How can I read Roman page numbers?

Tags: page numberspage labelsinspect PDFiText 5

In Adobe Reader, the first pages of an ebook can have page numbers in the Roman number format. I would like to read these page numbers (instead of the indexed page number) with iText, but I don't know which properties (labels or annotations) I should use.

Posted on StackOverflow on Mar 20, 2015 by T N

You are looking for the PageLabelExample.

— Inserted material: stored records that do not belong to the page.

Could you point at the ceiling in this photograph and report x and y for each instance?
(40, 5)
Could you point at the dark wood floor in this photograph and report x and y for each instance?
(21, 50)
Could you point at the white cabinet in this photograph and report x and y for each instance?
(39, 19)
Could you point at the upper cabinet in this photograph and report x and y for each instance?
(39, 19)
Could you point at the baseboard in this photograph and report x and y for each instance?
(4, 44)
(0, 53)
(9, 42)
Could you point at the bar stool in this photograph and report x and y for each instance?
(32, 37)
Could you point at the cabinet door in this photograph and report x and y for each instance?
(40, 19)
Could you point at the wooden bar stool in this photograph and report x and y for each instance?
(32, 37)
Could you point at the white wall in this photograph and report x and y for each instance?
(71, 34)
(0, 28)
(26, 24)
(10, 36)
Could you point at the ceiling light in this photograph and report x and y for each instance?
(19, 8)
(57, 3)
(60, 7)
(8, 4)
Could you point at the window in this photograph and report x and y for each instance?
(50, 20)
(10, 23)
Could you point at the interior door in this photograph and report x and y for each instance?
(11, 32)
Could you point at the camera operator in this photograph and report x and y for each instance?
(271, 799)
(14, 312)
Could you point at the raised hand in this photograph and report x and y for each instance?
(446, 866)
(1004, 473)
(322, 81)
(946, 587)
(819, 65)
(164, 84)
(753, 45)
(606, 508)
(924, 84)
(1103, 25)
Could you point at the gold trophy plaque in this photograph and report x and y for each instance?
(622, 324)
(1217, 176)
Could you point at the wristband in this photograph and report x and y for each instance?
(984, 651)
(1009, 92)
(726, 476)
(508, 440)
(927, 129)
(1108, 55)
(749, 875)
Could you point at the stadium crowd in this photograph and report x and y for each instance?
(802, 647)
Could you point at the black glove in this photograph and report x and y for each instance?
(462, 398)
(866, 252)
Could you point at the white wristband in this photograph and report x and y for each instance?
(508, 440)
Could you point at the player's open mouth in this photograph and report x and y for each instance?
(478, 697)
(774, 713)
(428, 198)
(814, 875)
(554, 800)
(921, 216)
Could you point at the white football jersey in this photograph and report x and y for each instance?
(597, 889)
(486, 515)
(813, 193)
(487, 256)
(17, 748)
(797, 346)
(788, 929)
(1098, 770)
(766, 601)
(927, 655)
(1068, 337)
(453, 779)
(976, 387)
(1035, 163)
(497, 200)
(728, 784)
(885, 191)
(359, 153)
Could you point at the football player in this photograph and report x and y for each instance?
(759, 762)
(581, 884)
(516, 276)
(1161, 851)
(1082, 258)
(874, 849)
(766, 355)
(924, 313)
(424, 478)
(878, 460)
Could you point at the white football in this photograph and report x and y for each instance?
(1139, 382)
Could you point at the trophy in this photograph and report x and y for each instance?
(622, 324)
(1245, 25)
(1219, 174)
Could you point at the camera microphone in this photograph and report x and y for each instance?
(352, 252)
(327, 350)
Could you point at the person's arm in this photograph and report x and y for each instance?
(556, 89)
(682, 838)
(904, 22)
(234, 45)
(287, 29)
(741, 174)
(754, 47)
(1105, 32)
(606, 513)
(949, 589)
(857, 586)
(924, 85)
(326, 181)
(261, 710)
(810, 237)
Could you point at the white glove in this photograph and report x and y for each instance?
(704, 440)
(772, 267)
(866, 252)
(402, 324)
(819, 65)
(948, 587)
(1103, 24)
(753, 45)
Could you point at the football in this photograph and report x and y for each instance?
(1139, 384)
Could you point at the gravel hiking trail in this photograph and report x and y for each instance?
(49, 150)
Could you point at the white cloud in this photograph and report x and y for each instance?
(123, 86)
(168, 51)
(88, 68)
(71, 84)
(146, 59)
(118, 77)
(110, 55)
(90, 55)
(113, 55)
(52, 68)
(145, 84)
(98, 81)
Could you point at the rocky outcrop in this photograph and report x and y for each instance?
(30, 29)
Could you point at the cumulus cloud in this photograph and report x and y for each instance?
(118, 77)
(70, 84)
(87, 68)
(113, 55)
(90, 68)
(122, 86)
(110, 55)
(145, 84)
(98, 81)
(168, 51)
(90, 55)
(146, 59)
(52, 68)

In this example, we have a PDF, page_labels.pdf that has pages numbered like this:

Pages with page labels
Pages with page labels

In the listPageLabels() method, we create a txt file with all the page labels:

public void listPageLabels(String src, String dest) throws IOException {
    // no PDF, just a text file
    PrintStream out = new PrintStream(new FileOutputStream(dest));
    PdfReader reader = new PdfReader(src);
    String[] labels = PdfPageLabels.getPageLabels(reader);
    for (int i = 0; i < labels.length; i++) {
        out.println(labels[i]);
    }
    out.flush();
    out.close();
    reader.close();
}

The result looks like this:

A
B
1
2
3
Movies-4
Movies-5
Movies-6
Movies-7
Movies-8

If you want an iTextSharp example, take a look at this method:

/**
 * Reads the page labels from an existing PDF
 * @param src the existing PDF
 */
public string ListPageLabels(byte[] src) {
    StringBuilder sb = new StringBuilder();
    String[] labels = PdfPageLabels.GetPageLabels(new PdfReader(src));
    for (int i = 0; i < labels.Length; i++) {
        sb.Append(labels[i]);
        sb.AppendLine();
    }
    return sb.ToString();
}